Supported Visualizations:

  • Dependency Parser
  • Named Entity Recognition
  • Entity Resolution
  • Relation Extraction
  • Assertion Status

Complete Tutorial

Open In Colab

https://github.com/JohnSnowLabs/spark-nlp-display/blob/main/tutorials/Spark_NLP_Display.ipynb

Requirements

  • spark-nlp
  • ipython
  • svgwrite
  • pandas
  • numpy

Installation

pip install spark-nlp-display

How to use

Databricks

For all modules, pass in the additional parameter "return_html=True" in the display function and use Databrick's function displayHTML() to render visualization as explained below:

from sparknlp_display import NerVisualizer

ner_vis = NerVisualizer()

## To set custom label colors:
ner_vis.set_label_colors({'LOC':'#800080', 'PER':'#77b5fe'}) #set label colors by specifying hex codes

pipeline_result = ner_light_pipeline.fullAnnotate(text) ##light pipeline
#pipeline_result = ner_full_pipeline.transform(df).collect()##full pipeline

vis_html = ner_vis.display(pipeline_result[0], #should be the results of a single example, not the complete dataframe
                    label_col='entities', #specify the entity column
                    document_col='document', #specify the document column (default: 'document')
                    labels=['PER'], #only allow these labels to be displayed. (default: [] - all labels will be displayed)
                    return_html=True)

displayHTML(vis_html)

title

Jupyter

To save the visualization as html, provide the export file path: save_path='./export.html' for each visualizer.

Dependency Parser

from sparknlp_display import DependencyParserVisualizer

dependency_vis = DependencyParserVisualizer()

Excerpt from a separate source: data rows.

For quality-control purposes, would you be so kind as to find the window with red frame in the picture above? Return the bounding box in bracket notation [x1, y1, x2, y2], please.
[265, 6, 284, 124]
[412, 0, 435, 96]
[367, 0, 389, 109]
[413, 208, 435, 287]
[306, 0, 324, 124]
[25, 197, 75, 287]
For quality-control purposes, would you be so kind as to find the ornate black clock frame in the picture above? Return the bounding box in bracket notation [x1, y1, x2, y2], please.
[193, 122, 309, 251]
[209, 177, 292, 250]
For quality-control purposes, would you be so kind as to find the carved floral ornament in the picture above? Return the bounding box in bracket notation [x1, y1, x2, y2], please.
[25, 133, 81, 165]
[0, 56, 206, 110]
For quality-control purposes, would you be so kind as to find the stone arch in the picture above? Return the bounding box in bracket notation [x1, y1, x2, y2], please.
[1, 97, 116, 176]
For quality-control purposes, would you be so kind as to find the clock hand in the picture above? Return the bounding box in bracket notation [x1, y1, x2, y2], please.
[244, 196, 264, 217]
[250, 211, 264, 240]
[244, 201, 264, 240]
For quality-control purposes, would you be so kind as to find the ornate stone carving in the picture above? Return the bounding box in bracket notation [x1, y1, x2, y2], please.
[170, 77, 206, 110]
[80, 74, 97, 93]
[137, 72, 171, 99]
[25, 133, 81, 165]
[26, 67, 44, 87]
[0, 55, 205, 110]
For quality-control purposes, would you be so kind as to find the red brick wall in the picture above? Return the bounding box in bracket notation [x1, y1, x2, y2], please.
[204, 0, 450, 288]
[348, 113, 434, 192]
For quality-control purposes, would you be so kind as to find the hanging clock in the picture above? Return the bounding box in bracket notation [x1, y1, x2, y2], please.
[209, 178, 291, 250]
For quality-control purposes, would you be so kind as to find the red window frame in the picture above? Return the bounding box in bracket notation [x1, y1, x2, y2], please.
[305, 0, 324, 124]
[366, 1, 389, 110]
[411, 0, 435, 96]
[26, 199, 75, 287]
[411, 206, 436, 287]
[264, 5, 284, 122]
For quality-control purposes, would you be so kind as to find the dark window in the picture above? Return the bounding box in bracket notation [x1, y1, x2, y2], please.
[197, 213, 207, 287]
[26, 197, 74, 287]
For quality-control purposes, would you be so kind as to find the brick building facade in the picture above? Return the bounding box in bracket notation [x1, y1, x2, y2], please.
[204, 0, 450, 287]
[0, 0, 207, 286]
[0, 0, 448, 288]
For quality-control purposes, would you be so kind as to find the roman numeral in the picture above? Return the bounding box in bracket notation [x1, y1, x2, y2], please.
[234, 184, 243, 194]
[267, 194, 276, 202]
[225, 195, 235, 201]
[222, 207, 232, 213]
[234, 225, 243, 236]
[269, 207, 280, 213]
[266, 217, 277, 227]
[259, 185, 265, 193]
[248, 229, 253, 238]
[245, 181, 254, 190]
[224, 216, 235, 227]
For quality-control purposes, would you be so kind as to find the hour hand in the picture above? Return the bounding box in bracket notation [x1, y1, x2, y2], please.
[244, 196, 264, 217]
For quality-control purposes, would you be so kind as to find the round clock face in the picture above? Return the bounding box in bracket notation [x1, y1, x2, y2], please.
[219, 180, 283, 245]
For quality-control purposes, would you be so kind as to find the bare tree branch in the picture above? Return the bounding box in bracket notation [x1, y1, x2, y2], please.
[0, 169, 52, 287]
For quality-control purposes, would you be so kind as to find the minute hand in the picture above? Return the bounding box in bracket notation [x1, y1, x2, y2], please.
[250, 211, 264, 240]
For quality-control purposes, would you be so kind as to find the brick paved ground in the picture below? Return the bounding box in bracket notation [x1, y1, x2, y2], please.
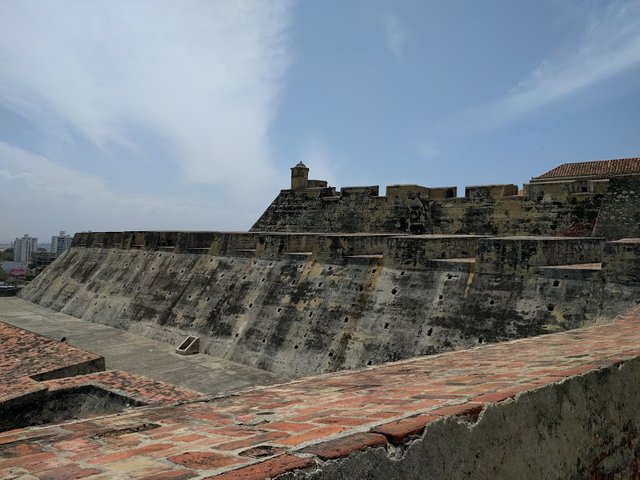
[0, 321, 204, 412]
[0, 322, 103, 382]
[2, 306, 640, 479]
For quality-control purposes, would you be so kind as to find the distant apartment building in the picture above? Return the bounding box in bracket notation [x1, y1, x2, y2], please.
[13, 235, 38, 263]
[51, 231, 73, 255]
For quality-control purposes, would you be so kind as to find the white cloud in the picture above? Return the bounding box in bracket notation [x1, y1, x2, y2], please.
[418, 141, 439, 159]
[383, 14, 407, 58]
[456, 0, 640, 133]
[0, 142, 222, 241]
[0, 0, 293, 239]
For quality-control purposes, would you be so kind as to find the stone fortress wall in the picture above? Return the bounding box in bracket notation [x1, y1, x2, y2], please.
[10, 157, 640, 478]
[20, 229, 640, 378]
[252, 161, 640, 239]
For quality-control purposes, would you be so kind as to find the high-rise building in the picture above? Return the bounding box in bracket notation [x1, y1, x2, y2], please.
[51, 231, 73, 255]
[13, 235, 38, 263]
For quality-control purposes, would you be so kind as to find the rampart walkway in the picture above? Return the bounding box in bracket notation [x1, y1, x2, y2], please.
[2, 305, 640, 479]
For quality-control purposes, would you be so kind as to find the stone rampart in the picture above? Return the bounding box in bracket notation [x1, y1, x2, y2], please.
[475, 237, 604, 274]
[593, 174, 640, 239]
[252, 182, 602, 236]
[20, 232, 640, 378]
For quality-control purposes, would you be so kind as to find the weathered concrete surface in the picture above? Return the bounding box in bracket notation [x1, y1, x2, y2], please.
[0, 298, 283, 395]
[3, 305, 640, 479]
[18, 233, 640, 377]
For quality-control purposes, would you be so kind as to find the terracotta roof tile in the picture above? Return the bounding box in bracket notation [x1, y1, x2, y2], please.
[533, 157, 640, 180]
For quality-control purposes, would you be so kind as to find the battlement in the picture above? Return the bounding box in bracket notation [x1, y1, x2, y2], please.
[255, 164, 640, 238]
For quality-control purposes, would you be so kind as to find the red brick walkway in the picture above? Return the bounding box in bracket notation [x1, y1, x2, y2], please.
[2, 307, 640, 479]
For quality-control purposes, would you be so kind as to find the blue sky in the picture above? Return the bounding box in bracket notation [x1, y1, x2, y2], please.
[0, 0, 639, 241]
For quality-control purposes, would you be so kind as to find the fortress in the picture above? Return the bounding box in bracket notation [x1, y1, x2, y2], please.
[2, 157, 640, 479]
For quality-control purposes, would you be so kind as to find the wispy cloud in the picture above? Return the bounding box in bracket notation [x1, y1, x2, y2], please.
[0, 0, 293, 239]
[455, 0, 640, 133]
[418, 141, 439, 159]
[0, 142, 220, 241]
[382, 14, 407, 58]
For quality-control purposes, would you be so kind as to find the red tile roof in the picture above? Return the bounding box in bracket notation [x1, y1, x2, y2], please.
[533, 157, 640, 180]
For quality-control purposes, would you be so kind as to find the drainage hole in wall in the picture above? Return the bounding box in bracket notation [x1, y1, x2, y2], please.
[328, 266, 333, 271]
[489, 299, 495, 305]
[235, 334, 239, 337]
[446, 274, 453, 279]
[262, 339, 266, 343]
[384, 322, 389, 329]
[391, 288, 398, 295]
[328, 351, 333, 357]
[344, 317, 349, 323]
[220, 273, 225, 278]
[547, 304, 554, 312]
[400, 271, 405, 276]
[206, 297, 210, 302]
[294, 345, 299, 350]
[553, 280, 560, 287]
[427, 327, 433, 336]
[308, 312, 313, 318]
[367, 360, 372, 366]
[261, 278, 265, 283]
[372, 269, 377, 273]
[249, 303, 253, 309]
[277, 307, 282, 313]
[438, 295, 443, 300]
[478, 337, 483, 344]
[318, 282, 323, 287]
[269, 262, 273, 267]
[359, 285, 364, 292]
[188, 295, 192, 300]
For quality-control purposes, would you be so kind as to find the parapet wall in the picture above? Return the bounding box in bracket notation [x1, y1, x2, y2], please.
[20, 231, 640, 378]
[251, 181, 604, 237]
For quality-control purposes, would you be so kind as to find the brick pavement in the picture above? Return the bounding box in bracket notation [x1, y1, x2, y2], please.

pipeline_result = dp_pipeline.fullAnnotate(text)
#pipeline_result = dp_full_pipeline.transform(df).collect()##full pipeline

dependency_vis.display(pipeline_result[0], #should be the results of a single example, not the complete dataframe.
                       pos_col = 'pos', #specify the pos column
                       dependency_col = 'dependency', #specify the dependency column
                       dependency_type_col = 'dependency_type', #specify the dependency type column
                       save_path='./export.html' # optional - to save viz as html. (default: None)
                       )

title

Named Entity Recognition

from sparknlp_display import NerVisualizer

ner_vis = NerVisualizer()

pipeline_result = ner_light_pipeline.fullAnnotate(text)
#pipeline_result = ner_full_pipeline.transform(df).collect()##full pipeline

ner_vis.display(pipeline_result[0], #should be the results of a single example, not the complete dataframe
                    label_col='entities', #specify the entity column
                    document_col='document', #specify the document column (default: 'document')
                    labels=['PER'], #only allow these labels to be displayed. (default: [] - all labels will be displayed)
                    save_path='./export.html' # optional - to save viz as html. (default: None)
                    )

## To set custom label colors:
ner_vis.set_label_colors({'LOC':'#800080', 'PER':'#77b5fe'}) #set label colors by specifying hex codes

title

Entity Resolution

from sparknlp_display import EntityResolverVisualizer

er_vis = EntityResolverVisualizer()

pipeline_result = er_light_pipeline.fullAnnotate(text)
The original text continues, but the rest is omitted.